In a break from my trawl through the seedy underbelly of Comic conventioneering, (that’s not a real word, don’t use it), I attended the first day of the CBI Children’s Books conference in the Lighthouse Cinema.
If you live in Dublin and haven’t been to the Lighthouse then I recommend it. The Cinema was built underground over three levels. It’s spacious and well kept. It regularly hosts special screenings of classic movies as well as your usual fare. Just don’t go there when the horse sales are held outside twice a year. As a conference location it’s actually pretty good with good transport links and a couple of decent places to eat and drink nearby. It’s actually be a really good place to organise a comic or science fiction themed convention due to the large amounts of free space and the screens which could be used for panels.
As you can probably guess, the conference dealt with the growing area of Children’s books in Ireland. Ireland appears to punch above its weight in this field. Possibly because there’s nothing else to do in this rainy nation other than make up stuff to keep the children from tearing the curtains from the windows because they can’t go outside.

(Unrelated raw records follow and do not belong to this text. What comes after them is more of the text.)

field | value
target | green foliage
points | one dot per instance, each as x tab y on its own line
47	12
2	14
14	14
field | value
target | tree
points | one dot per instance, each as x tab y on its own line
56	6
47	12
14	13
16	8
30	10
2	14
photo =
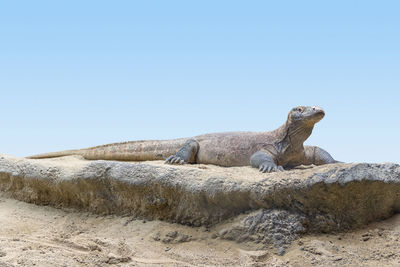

Bray is full of writers for similar reasons: basically you have to create your own entertainment out here.
Guests at the conference on Saturday included Sarah Ardizzone, (Translator) Hervé Tullet, (Illustrator) John Boyne (bestselling author) and Sarah McIntyre, Alan Nolan and Rory McConville (comic book writers and Artists).
The panels were pretty good, particularly those with Sarah Ardizonne as she discussed the challenges of translating slang, which a lot of kid’s books make use of and the interview with John Boyne (Dublin native and writer of “The boy in the striped pajamas.”)
The guests were all willing to answer questions and were engaging. I don’t think the conference would be for everybody as it is most suited to those who are actively working in the field or want to break in, such as myself. I can’t imagine it would be of much interest to the general public and it’s also pretty pricey at €100 for a weekend pass.
So, in a nutshell, it was enjoyable and informative but very specific to that small group of people who want to entertain the young with words and pictures, which is fine. Dublin has plenty of opportunities for you to meet and talk to writers such as the upcoming writers’ week.